Men used to say X, Y, and Z to each other and there was no problem. Now, if a woman overhears them saying that to each other, they can get fired.

Dear Abby responded:
The next time you run into him in the hall, just say hello. If he has any manners at all, he'll return your greeting and it may melt the ice.

Easy for you to say, DA. You don't have a penis (as far as I know). It's not about manners. It is about survival. Enjoy the world that lawyers, juries, "sensitive" men, and anti-male feminists (not all feminists are anti-male) have created. It's great, isn't it?


  1. Curiepoint5:33 PM

    Not to mention that the dude might be embarrassed to know that a co-worker is aware that he is using a singles service. As everywhere else in life, there is a double standard in play here. She is using the singles site, so she's empowered and taking control of her choices in potential mates. He uses the singles site because he is socially awkward and too much of a loser to meet women "the normal way".

    It's been my observation that guys don't like to have it widely known that they are on one of those sites, least of all to have it known at work.
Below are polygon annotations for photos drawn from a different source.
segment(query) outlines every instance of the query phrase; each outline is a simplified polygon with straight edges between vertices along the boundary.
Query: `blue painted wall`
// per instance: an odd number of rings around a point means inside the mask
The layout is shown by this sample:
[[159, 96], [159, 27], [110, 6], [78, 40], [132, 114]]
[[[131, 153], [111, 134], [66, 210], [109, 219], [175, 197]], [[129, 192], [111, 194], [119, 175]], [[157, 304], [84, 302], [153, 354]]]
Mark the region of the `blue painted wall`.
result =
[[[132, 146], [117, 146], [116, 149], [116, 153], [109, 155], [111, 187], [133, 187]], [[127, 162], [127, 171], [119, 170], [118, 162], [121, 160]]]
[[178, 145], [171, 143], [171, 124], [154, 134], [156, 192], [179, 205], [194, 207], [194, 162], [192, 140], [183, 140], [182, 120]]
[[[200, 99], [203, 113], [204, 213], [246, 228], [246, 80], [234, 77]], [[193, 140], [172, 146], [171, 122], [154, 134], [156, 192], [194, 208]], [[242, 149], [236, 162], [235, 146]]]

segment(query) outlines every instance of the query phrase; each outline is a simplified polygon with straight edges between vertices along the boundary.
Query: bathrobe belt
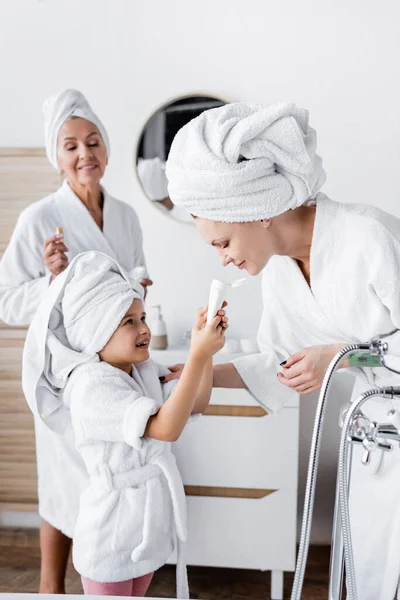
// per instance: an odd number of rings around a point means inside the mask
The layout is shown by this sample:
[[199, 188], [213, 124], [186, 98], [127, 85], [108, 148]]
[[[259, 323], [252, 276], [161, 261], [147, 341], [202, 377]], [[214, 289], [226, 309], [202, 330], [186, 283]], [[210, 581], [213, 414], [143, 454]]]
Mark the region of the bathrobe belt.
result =
[[[157, 496], [162, 494], [160, 475], [163, 474], [168, 484], [172, 499], [174, 522], [177, 541], [177, 564], [176, 564], [176, 589], [177, 598], [189, 598], [189, 587], [187, 580], [186, 563], [184, 556], [184, 543], [186, 541], [186, 499], [182, 480], [176, 466], [173, 454], [161, 455], [152, 462], [126, 471], [124, 473], [112, 474], [107, 466], [101, 472], [90, 476], [90, 484], [101, 487], [107, 491], [134, 488], [146, 485], [147, 496], [144, 509], [143, 539], [131, 555], [132, 560], [140, 560], [146, 554], [146, 548], [150, 545], [152, 535], [152, 524], [156, 519], [154, 511], [159, 506]], [[150, 556], [148, 558], [151, 558]]]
For all he knows about this person, she could be a gossip who would spread "Guess who I found on a singles site?" all around to his co-workers.

    She may have thought it harmless to send him a greeting, but she shouldn't be so put off that he is now stand-offish. It needn't mean that he is seeing false encouragement in her actions, but for her to expect some sort of reciprocative dialogue from his is really too much. It isn't him that's being's her. As usual, Dear Abby gets it all wrong.

  2. Good points, Curiepoint, although I'm not sure what you're age range is, but the letter writer is in her 20s, and as far as I can tell, there isn't really a stigma anymore about using those services for that generation. EVERYTHING is done online, after all.

    Maybe I'm wrong. There might be a stigma of being a "player", too, since guys will use online services, especially ones that tell you what zip code or city someone is living in, to make easy, nearby scores.

    On the more serious services that require payment (and perhaps a long application) to participate, you'll usually find significantly more women than men, which could be a function of the marriage strike, whether formal or informal.

  3. Curiepoint4:42 PM

    Good points yourself, Ken. The age thing escaped me. Maybe her profile reeks of entitlement, also very common amongst the twenty-something crowd. I speculate of course, but whatever the reason she needs to not fixate on his lack of action or reciprocation. It's hard to discern what she really wants, and that would be enough to put me off.